Democratic legislators passed a law last year that established new transparency requirements for the oil industry and gave the California Energy Commission the power to set a profits cap and impose penalties through a regulatory process.

The law established the Division of Petroleum Market Oversight within the energy commission, and gave it the authority to gather new data from the industry in order to investigate price spikes. Earlier this year, the division wrote a letter recommending the state impose minimum inventory and resupply requirements for refiners based on its findings so far, arguing that the oil companies did not maintain enough refined gasoline to backfill production shortfalls or protect against the impact of unplanned maintenance.

“This lack of supply was foreseeable and preventable, but California’s refiners are not under a legal obligation to maintain sufficient supply to adequately protect Californians from price spikes,” the division reported.

Assembly Republican Leader James Gallagher (R-Yuba City) criticized the governor’s proposal as “a half-baked attempt to distract from that simple fact” that state policies are responsible for high gasoline costs.

“If Newsom was serious about bringing down prices, he would streamline the approval process for new gas storage projects, stop pushing new regulations that will add even more costs and make it easier to produce energy here in California,” Gallagher said in a statement. “Democrats have imposed the strictest regulations and highest gas taxes in the country – and that is all reflected in the price at the pump.”

So far, it’s unclear if Democratic lawmakers will get behind Newsom’s proposal or how they will respond to if a bill hoisted on them so late in the legislative process. The Legislature has about two weeks left to take action on hundreds of bills before they adjourn for the year at the end of August.

Newsom’s office said he discussed the plan with legislative leaders before making the announcement on Thursday. The proposal has not yet been introduced in a bill and was only summarized by the governor’s office in a press release.

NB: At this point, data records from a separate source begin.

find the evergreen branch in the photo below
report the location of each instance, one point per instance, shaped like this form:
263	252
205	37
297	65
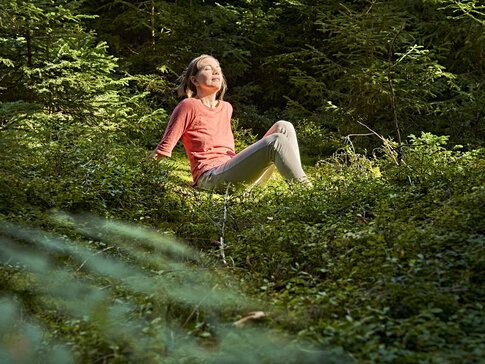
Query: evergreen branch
391	88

“We are in ongoing discussions with the governor about his petroleum market’s oversight proposal,” said Nick Miller, a spokesperson for Assembly Speaker Robert Rivas (D-Hollister). “Those discussions as well as consultations with Assembly members, will continue.”

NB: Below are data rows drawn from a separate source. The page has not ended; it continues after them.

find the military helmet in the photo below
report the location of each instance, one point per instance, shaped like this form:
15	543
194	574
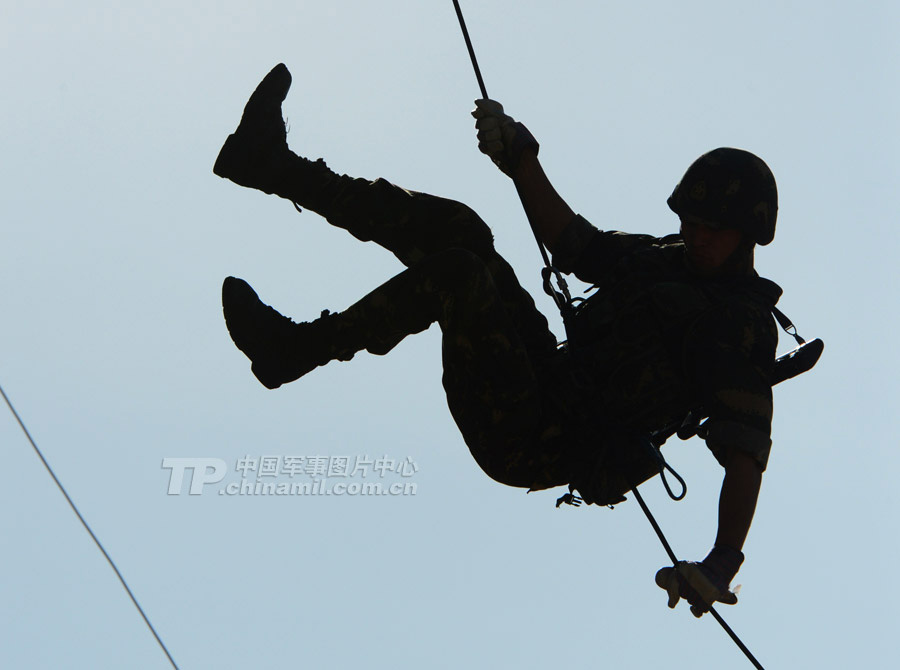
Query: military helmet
732	187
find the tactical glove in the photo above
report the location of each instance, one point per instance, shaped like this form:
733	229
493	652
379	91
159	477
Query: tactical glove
501	137
703	583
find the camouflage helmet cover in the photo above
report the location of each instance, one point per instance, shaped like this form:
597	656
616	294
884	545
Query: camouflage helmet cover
732	187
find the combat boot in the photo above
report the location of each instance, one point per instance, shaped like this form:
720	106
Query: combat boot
257	156
280	350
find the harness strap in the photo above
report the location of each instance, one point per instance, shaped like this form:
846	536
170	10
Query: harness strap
787	325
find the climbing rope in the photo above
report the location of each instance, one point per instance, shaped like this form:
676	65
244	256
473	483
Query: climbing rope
674	559
564	302
87	527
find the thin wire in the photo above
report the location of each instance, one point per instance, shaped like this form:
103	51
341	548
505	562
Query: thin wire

A spokesperson for Senate President Pro Tem Mike McGuire (D-Healdsburg) did not respond to a request for comment.

Newsom introduced the bill on the same day lawmakers followed through on their end of an agreement made with the oil industry to halt a campaign to overturn a law that prevents drilling new oil and gas wells within 3,200 feet of homes, schools, parks and hospitals.

The California Independent Petroleum Assn. and other proponents of the referendum campaign on the setbacks law agreed in late June to withdraw the measure from the November ballot.

As part of a compromise, Assemblyman Isaac Bryan (D-Los Angeles) said he agreed to limit the scope of another bill, AB 2716, that would have imposed a $10,000 penalty for each day that a “low production” oil well is operated within 3,200 feet of so-called “sensitive receptors.” Lawmakers officially amended the bill Thursday to only apply to the Inglewood oil field.

“As was agreed upon, we limited the scope of this bill to the largest urban oil field in the state that is directly in my district,” Bryan said. “It’s time for this oil field to pay a penalty for the harm it’s caused the surrounding communities and invest those funds in a sustainable future for the people who’ve lived around it.”

He said ensuring that the original setbacks law could go into effect immediately is the “most important environmental win that we could achieve all year.”